On May 18, 2009, at 11:55 AM, Peter Keane wrote:
<snip> Of the choices Nikunj offered in his post, I prefer #3:3. Use an extension element in app:collection to identify CMIS requirementsIt seems that a server implementation might very well want to offer different collections for different functionality. In fact, what constitutes a workspace and what constitutes a collection are left wide open in the spec. They both offer an organizing mechanism that I find preferable to custom attributes on app:accept or messing w/ MIME type parameters (I do prefer new attribute on app:accept than MIME type param). I just noticed: The Atom Multipart ID(http://code.google.com/p/atompub-mulitpart-spec/source/browse/trunk/draft-gregorio-atompub-multipart-04.txt )does propose an extension attribute on app:accept. Not sure if that's an indication that it's a good way to do things or a sign that we ought to be careful of proliferation :-). --peter
An extension element does indeed offer clients a way to discover server's behavior/expectations.

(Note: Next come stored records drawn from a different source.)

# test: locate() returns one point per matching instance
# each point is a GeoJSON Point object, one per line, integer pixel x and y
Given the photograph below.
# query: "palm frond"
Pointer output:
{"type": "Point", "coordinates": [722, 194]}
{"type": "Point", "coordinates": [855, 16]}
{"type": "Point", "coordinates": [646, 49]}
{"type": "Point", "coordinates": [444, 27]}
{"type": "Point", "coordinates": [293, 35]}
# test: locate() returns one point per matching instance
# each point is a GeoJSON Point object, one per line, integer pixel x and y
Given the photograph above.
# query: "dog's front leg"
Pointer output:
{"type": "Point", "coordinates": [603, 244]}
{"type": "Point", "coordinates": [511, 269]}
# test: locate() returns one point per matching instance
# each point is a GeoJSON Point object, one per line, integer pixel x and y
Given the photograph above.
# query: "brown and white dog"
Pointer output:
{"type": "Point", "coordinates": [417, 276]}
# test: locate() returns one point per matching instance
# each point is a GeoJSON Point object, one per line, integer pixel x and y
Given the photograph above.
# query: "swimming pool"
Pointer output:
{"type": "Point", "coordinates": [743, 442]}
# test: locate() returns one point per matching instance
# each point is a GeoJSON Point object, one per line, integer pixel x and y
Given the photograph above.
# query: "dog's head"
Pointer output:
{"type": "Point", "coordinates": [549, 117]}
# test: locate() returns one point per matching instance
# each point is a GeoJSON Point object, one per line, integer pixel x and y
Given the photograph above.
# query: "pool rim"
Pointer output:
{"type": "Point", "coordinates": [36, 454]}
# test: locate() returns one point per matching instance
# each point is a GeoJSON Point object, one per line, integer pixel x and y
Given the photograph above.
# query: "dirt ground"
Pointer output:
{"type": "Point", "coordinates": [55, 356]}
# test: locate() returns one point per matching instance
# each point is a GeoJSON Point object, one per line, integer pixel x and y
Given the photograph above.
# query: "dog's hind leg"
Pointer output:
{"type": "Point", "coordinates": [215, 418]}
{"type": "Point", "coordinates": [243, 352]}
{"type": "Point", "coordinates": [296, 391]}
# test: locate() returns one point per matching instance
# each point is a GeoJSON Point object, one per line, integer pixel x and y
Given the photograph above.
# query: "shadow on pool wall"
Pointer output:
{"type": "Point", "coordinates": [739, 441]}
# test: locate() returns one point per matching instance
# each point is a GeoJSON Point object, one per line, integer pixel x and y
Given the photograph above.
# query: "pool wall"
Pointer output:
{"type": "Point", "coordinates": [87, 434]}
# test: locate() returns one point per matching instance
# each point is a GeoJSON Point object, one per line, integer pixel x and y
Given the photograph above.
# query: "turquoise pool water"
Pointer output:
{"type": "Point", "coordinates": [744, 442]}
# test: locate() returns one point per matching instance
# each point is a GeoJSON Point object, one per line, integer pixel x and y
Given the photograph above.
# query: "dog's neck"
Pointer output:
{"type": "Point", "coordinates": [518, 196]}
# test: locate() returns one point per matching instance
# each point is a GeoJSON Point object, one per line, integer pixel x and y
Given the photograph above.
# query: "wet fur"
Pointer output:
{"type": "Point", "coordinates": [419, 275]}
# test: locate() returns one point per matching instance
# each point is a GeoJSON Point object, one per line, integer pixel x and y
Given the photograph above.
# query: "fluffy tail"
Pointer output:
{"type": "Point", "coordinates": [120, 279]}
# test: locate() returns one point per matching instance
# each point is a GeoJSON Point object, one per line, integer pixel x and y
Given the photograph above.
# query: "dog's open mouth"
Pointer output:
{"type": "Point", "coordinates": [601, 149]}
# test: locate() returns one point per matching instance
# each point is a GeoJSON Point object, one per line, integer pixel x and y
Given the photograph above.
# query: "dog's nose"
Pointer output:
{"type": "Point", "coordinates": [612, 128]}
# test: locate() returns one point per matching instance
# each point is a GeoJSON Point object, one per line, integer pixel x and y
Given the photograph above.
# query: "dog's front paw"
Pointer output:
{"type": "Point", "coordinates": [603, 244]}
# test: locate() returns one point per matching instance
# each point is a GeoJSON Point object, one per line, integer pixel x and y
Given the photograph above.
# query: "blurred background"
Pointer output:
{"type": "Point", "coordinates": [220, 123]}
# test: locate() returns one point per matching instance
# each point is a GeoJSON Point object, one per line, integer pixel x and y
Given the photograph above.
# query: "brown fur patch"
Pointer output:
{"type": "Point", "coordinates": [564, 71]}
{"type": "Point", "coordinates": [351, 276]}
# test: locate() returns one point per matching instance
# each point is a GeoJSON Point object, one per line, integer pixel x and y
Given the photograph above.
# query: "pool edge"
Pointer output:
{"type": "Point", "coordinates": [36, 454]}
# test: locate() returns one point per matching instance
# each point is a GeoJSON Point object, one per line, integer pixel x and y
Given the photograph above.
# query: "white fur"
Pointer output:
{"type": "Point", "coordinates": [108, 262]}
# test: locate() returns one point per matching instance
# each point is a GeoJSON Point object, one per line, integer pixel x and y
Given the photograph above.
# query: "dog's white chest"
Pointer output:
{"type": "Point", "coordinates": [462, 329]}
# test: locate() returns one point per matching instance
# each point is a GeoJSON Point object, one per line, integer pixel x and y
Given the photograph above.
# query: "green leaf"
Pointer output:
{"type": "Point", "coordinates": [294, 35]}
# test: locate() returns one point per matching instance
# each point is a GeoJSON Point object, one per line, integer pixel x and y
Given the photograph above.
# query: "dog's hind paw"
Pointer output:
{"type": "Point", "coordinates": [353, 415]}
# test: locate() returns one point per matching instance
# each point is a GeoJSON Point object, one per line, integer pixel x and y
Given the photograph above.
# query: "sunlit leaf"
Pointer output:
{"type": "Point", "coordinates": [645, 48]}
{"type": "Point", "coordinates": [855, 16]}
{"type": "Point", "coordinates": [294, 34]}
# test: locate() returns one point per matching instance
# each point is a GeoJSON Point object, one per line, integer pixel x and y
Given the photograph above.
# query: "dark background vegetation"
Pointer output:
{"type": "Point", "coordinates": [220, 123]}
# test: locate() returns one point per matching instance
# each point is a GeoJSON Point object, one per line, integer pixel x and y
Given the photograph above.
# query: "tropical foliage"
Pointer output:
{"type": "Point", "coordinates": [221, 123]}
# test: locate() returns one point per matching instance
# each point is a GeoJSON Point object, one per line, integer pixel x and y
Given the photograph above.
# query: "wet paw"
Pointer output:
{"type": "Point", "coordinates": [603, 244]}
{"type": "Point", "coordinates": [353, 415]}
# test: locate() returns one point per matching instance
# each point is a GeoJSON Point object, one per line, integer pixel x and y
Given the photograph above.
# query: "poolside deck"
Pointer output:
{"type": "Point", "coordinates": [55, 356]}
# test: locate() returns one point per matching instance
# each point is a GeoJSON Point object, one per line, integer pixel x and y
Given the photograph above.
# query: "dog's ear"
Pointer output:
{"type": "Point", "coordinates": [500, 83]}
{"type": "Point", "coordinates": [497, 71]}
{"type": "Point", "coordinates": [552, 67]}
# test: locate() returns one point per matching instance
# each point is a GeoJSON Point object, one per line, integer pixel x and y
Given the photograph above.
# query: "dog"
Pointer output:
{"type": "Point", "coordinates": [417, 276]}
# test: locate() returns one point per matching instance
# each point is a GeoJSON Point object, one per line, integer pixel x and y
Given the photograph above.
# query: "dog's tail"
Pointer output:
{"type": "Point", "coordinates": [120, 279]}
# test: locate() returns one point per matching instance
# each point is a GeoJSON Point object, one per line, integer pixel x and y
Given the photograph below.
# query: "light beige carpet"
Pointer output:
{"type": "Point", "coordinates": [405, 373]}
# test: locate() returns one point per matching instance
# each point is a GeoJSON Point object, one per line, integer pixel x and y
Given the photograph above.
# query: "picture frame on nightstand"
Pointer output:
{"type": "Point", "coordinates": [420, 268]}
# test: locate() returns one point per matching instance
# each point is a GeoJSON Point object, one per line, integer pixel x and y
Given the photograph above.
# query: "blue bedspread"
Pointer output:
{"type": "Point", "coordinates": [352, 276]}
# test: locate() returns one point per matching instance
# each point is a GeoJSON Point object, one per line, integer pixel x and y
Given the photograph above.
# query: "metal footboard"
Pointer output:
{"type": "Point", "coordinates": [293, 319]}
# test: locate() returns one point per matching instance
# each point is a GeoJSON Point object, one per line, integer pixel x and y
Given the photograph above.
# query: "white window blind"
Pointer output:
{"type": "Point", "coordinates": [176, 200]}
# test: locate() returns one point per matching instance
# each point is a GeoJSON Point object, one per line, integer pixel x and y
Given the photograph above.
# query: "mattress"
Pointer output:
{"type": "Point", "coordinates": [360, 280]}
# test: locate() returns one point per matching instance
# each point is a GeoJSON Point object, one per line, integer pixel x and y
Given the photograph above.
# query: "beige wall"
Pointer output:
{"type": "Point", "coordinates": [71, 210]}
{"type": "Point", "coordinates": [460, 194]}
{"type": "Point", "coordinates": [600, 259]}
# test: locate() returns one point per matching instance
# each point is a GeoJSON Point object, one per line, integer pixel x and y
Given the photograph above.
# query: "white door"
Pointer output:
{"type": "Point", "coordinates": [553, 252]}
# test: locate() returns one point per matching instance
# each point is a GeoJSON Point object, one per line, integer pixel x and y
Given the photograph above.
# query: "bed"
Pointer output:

However, a rudimentary AtomPub client can't do anything with the extension elements since it does not understand them.
From the discussion so far, it seems we are looking at two different but related problems:
1. How does the server advertise its alternative behavior, which does not preclude standard Atom behavior?
2. How does the server preclude certain standard expectations?1 is clearly non-mandatory and hence extension elements/attributes make sense depending on complexity of the additional information.
2 can be considered mandatory and hence some kind of must-understand mechanism is required. ASAICT, the app:accept's content is the only must-understand mechanism. Realize that 2 is there for a server to forewarn clients that they may be unable to post unless they can prepare content in a certain way. It feels like a new Media type parameter might do the job better than anything else.